Following the adage that the real job is getting along with the people you work with, Crudo points out another key element of a well-chosen crew: temperament. “You spend a lot of time with these people over the course of a shoot: 10 to 16 weeks, five or six days a week, 16 hours a day. They have to be people that you can live with. And it just so happens that my guys are terrific.”
But on overseas productions especially, it is often hard for Crudo to bring his preferred crewmembers. “Out-of-town productions are often resistant to hiring my guys—they want to pick people up locally. I did a movie in Poland last year and I wasn’t allowed to bring anybody with me. It was a disaster! The idiocy of not allowing me to bring at least my key people—I’d have brought Brian, my first AC, and my operator and my gaffer. Taking those guys would have saved an enormous amount of time, effort, energy and money, and saved me from working with untrained and unknown quantities in terms of crew.”
Despite their crucial importance to a production, DPs generally insist that great cinematography is a product of teamwork, in which several key members of the camera crew determine esthetics as well as technical considerations.
Stephen Lighthill, ASC, points out that, “a big part of a cinematographer’s job is the ability to recognize talent—especially for key grip, gaffer, and operator. Those are jobs that require not just aptitude but talent, as well as understanding that the story is king and that we all serve the story.”

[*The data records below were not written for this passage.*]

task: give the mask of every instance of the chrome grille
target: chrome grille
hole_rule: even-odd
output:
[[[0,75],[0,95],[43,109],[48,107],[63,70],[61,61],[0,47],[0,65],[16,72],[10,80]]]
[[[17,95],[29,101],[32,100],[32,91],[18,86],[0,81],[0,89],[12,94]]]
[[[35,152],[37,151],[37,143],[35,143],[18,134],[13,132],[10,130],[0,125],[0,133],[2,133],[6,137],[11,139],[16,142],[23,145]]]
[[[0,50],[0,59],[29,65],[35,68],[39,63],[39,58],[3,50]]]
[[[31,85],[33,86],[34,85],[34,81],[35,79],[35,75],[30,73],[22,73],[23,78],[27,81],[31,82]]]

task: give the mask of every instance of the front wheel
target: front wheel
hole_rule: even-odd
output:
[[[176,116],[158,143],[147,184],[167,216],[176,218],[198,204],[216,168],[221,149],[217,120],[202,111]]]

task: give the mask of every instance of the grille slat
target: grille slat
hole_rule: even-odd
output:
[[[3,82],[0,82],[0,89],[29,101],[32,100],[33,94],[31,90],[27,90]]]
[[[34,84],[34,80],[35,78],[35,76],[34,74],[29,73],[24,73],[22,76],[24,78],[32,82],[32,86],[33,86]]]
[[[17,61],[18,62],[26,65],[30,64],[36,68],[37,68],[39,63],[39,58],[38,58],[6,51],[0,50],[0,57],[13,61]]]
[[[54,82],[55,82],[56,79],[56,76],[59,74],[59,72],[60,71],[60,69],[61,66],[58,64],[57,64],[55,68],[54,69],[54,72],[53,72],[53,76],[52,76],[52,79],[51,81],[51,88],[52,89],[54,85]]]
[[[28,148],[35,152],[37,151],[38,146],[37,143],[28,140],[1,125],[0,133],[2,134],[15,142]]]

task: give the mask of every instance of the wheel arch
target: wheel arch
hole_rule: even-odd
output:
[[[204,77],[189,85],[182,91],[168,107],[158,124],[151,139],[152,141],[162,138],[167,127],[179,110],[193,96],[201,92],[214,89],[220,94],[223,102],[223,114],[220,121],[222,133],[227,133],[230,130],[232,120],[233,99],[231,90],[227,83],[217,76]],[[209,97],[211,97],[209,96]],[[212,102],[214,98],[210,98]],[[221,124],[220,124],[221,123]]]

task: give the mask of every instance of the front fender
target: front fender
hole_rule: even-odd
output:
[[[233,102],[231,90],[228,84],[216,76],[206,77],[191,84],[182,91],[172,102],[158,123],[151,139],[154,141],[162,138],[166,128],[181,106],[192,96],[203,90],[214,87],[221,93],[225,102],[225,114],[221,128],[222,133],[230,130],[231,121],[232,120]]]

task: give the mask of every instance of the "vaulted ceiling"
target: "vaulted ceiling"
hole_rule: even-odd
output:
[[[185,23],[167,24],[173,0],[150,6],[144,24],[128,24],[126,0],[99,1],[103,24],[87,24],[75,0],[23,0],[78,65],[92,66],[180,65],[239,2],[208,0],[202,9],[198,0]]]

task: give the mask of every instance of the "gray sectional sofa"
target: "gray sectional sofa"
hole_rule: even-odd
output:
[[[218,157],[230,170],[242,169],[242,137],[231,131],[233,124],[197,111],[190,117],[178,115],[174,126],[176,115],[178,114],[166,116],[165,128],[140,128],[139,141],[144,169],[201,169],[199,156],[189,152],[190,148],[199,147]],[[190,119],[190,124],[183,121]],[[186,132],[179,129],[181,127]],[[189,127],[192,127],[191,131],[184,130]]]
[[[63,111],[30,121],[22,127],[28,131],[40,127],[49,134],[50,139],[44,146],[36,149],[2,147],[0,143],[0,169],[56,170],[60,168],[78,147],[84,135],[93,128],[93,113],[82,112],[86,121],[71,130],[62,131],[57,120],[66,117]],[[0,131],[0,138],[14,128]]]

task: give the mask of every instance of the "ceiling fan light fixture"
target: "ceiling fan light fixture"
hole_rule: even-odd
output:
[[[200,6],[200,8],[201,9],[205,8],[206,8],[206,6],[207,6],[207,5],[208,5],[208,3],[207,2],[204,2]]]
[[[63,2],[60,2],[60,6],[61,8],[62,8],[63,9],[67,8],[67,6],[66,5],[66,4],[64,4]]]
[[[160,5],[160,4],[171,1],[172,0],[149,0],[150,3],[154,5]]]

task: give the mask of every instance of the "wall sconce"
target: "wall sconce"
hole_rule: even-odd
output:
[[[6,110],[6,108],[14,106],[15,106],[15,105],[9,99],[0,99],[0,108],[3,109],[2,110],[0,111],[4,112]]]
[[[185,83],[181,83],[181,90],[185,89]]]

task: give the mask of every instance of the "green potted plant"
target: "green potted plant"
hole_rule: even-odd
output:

Lighthill insists that his crew contributes to the artistic value of the work, and often brings new ideas. “I always learn from my key people,” he says. “Sometimes they will go off and work with somebody else when I’m in a down period and then we’ll get back on a show together, and they’ll say, ‘hey, we learned this trick with so and so,’ and they’ll introduce me to a new piece of equipment or a different way of organizing the work or a technique of lighting. It’s a cross-fertilization that’s really important. And when I’m not working I get a chance to go to the equipment expos, so I bring fresh knowledge of those things.”
Like Crudo, Lighthill has sour memories of an out-of-town shoot where producers demanded he hire a local crew and leave his trusted guys back home. “I had to constantly tell the crew where to put all the equipment, and that makes the job unspeakably difficult, because you have no shorthand communication. And since you can’t have mistakes, you have to endlessly go over equipment lists and double check everything, and then walk the set to be sure that you did communicate directly. You have to do the whole job twice.”